Earlier this week, I was asked if I could find email addresses based on a set of supplied domains. Knowing search engines like Google and Bing block showing email results, and not wanting to run hundreds of searches, I quickly went to task finding a tool to perform the job. That led me to “theHarvester”, a python script with several modules to hunt for subdomains, emails and hosts. Unfortunately, while the script provided some utility for single domains, it quickly became a burden when presented with several hundred. Not to mention, the results seemed slim. Being a tool developer myself, I decided to write a more comprehensive email collector I have dubbed, Frisbee.
Get the tool on Github: https://github.com/9b/frisbee
Issues with theHarvester
Before I dive into the details of Frisbee, it’s important to understand where theHarvester failed me. Put simply, theHarvester is not actually searching the individual pages from the search query ran in each engine. Instead, the search engine pages themselves are what’s used to find email addresses. How often do you find an email address in the small description snippet of say, a Google or Bing search? Answer, not often.

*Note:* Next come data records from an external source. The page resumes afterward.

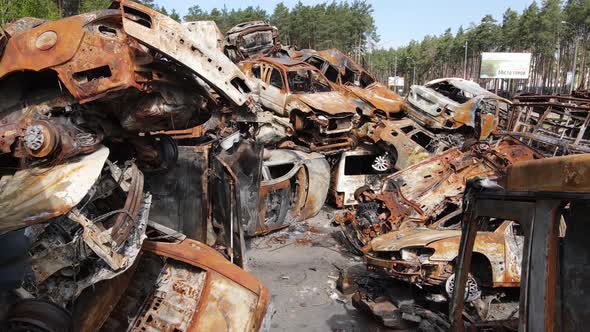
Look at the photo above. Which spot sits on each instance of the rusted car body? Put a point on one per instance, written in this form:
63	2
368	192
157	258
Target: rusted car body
109	73
540	196
393	145
425	256
320	116
178	286
294	188
355	81
429	192
452	103
81	222
360	168
77	95
249	40
554	125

That said, theHarvester does find some emails, but I thought it could be better.
Searching method aside, theHarvester also suffered from some performance issues in that each request was done in linear fashion which is great for not appearing like a bot, but slow when you have hundreds of searches that need to be performed. Finally, theHarvester command line tool was really built to take in one term at a time, so trying to send hundreds of domains at once wasn’t possible without some hacks.
I do want to note, while theHarvester wasn’t the primary way I solved my problem, I do think it’s a nice tool and can easily see why it’s gained some popularity within the security community.

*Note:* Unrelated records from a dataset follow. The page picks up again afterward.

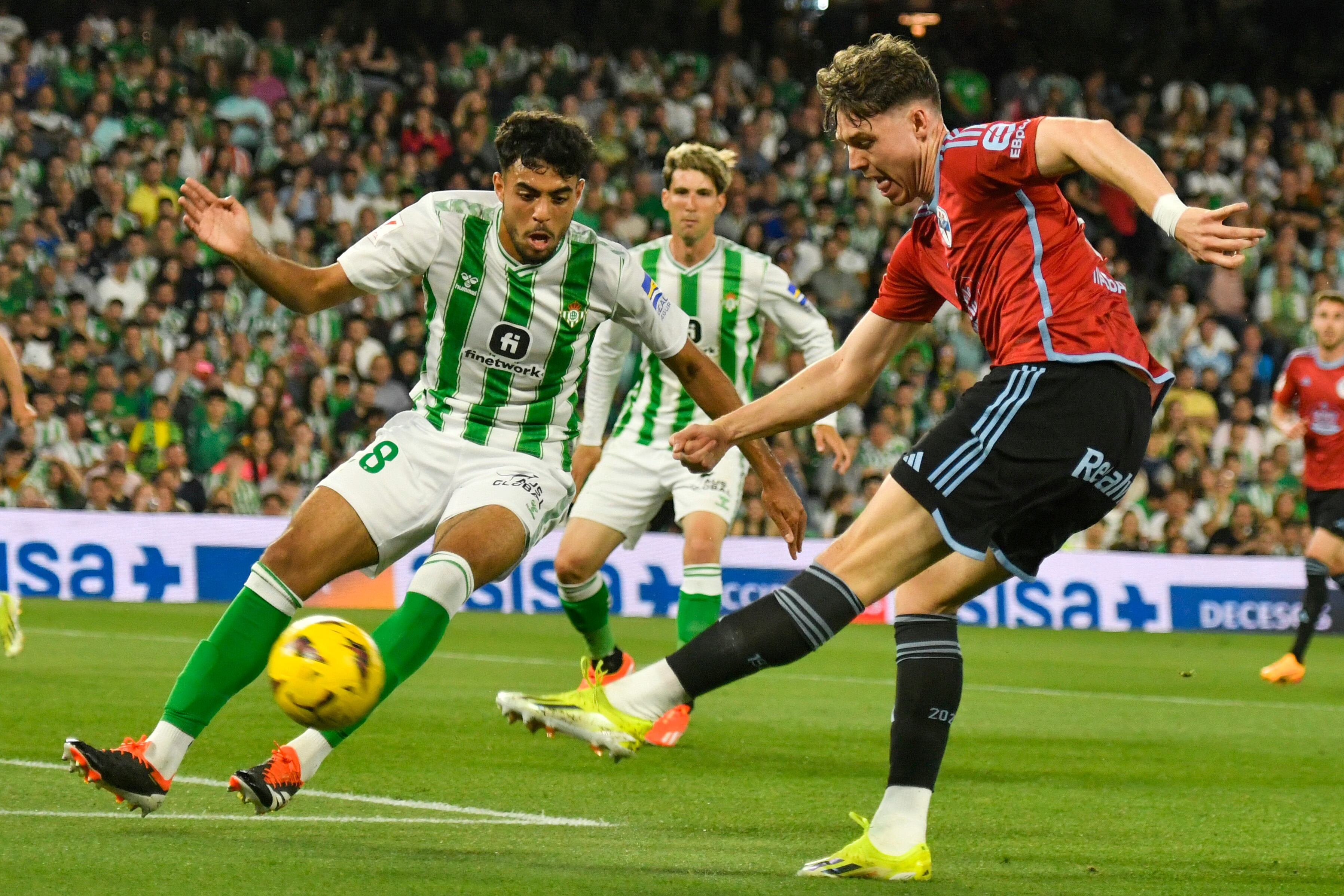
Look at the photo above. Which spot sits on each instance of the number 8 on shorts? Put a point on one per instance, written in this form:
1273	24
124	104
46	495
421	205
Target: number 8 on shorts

Frisbee addresses all the key issues I identified with theHarvester and allows for users to easily add new modules for different sources of data. Like theHarvester, Frisbee is written in python, offers a command line tool and will make use of search engine manipulation to find results. As for the differences, Frisbee was purpose built for collecting email addresses, so it ignores subdomains, hosts, resolutions, etc.
Similar to most of my tools, I built Frisbee as a standalone library and included a lightweight command line tool that leverages the library. Benefits to this approach are mainly in flexible use––easily take advantages of the free tool provided or import the functionality into your own tools.
Frisbee instances create projects of which you can add jobs for processing. Jobs are described via simple dictionary and solve the use case of wanting to perform numerous look-ups in one search session. Jobs are processed by a single search handler that uses multiprocessing to complete each job order. Finally, jobs make use of modules which are hot-loaded at runtime in order to run searches (concurrent), extract results and crawl the pages (concurrent) for email addresses.
Using Frisbee is simple. The Github page includes documentation on including the module in your own code, or you can use the built-in command line tool.
- Ability to search for email addresses from search engine results
- Modular design that can be extended easily to include new sources
- Modifier options that can filter or target search query
- Limit option to reduce the number of results parsed
- Greedy option to learn from collected results and auto-search
- Save output describing job request and results
As one would expect, Frisbee is able to produce significantly more email results when compared against theHarvester. Due to the modifier options, users can better target their search results and increase the odds of finding specific email addresses of certain types of users. To illustrate, you could run a bing engine search with the domain query for “company.xyz” and a modifier of “site:github.com” in order to find emails potentially associated with developers.
It’s been a while since I’ve written a tool to handle a job I seldom do, but this one was a lot of fun. Detail-oriented individuals will notice there’s only one module and that’s Bing. The reason for this is that Google bans bots (concurrency makes you look like a bot) where Bing doesn’t and Bing produced “good enough” outputs to stop me from writing more modules. That said, if you want to add support for search engines like Yahoo, Ask, Baidu, etc., please do and submit a pull request!